The theory of quantum hair proposes that information about what goes into a black hole can come out again, without violating any of the important principles of general relativity and quantum mechanics.
"But it is going to take some time for people to accept it," Calmet said. "Hawking came up with the paradox in the year that I was born."
If the quantum hair theory proves to be true, it could finally connect the theories of relativity which relate to gravity and quantum mechanics. "One of the consequences of the Hawking paradox was that general relativity and quantum mechanics were incompatible. What we are finding is that they are very much compatible," concluded Calmet.
Will the new theory be able to stand up to scrutiny, or will it just fade away like matter in a black hole?
Study abstract:
We explore the relationship between the quantum state of a compact matter source and of its asymptotic graviton field.

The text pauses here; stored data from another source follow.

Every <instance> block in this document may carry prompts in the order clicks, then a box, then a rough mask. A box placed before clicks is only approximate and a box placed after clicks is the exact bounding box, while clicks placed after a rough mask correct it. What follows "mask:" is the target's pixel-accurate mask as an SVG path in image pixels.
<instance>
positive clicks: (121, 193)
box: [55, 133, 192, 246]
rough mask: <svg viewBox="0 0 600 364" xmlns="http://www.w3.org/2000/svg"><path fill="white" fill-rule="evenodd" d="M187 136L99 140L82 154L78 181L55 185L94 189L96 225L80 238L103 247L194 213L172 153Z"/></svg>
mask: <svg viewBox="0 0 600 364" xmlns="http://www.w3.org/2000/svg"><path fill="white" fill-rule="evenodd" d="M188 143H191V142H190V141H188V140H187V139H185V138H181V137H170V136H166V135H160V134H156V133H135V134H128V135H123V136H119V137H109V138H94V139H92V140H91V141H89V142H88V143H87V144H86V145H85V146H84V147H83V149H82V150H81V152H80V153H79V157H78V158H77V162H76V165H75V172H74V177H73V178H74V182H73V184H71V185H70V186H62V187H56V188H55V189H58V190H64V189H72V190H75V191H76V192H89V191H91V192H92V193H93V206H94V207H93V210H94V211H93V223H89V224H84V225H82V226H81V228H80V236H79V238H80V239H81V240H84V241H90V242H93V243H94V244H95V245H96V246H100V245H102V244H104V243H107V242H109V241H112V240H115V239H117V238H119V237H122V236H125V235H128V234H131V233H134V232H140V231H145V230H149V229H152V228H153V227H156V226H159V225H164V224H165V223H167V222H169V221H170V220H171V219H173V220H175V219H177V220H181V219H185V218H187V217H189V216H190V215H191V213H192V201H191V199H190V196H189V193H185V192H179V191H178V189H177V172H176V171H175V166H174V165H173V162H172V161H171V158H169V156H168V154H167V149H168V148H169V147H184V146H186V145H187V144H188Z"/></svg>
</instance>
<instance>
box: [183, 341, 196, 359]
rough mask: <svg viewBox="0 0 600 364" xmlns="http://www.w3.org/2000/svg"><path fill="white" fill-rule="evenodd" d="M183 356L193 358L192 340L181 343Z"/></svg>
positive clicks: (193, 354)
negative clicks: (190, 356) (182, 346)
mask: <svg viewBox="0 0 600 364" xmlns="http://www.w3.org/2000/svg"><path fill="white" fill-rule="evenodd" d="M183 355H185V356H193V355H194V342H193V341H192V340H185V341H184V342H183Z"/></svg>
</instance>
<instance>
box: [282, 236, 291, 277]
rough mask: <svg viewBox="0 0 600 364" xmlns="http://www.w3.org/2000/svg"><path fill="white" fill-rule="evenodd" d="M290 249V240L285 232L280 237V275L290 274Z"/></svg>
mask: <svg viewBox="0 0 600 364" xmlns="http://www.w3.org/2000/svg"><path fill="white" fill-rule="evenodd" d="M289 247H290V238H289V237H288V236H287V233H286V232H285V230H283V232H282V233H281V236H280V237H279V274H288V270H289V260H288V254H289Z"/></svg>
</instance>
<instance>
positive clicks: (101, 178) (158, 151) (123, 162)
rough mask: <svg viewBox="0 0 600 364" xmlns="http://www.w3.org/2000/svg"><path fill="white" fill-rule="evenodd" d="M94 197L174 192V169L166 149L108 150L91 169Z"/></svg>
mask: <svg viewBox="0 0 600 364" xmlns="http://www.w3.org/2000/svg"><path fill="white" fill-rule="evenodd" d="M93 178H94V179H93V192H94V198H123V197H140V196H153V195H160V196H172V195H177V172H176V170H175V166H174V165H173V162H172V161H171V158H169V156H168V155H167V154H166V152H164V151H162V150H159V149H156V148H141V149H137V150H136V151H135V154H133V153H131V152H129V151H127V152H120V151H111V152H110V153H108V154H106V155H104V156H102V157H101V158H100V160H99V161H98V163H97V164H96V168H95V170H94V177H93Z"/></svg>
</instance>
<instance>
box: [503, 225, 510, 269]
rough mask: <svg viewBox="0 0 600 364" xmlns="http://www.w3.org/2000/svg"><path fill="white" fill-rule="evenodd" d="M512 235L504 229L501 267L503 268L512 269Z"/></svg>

For a matter source in an energy eigenstate, the graviton state is determined at leading order by the energy eigenvalue. Insofar as there are no accidental energy degeneracies there is a one to one map between graviton states on the boundary of spacetime and the matter source states. Effective field theory allows us to compute a purely quantum gravitational effect which causes the subleading asymptotic behavior of the graviton state to depend on the internal structure of the source. This establishes the existence of ubiquitous quantum hair due to gravitational effects.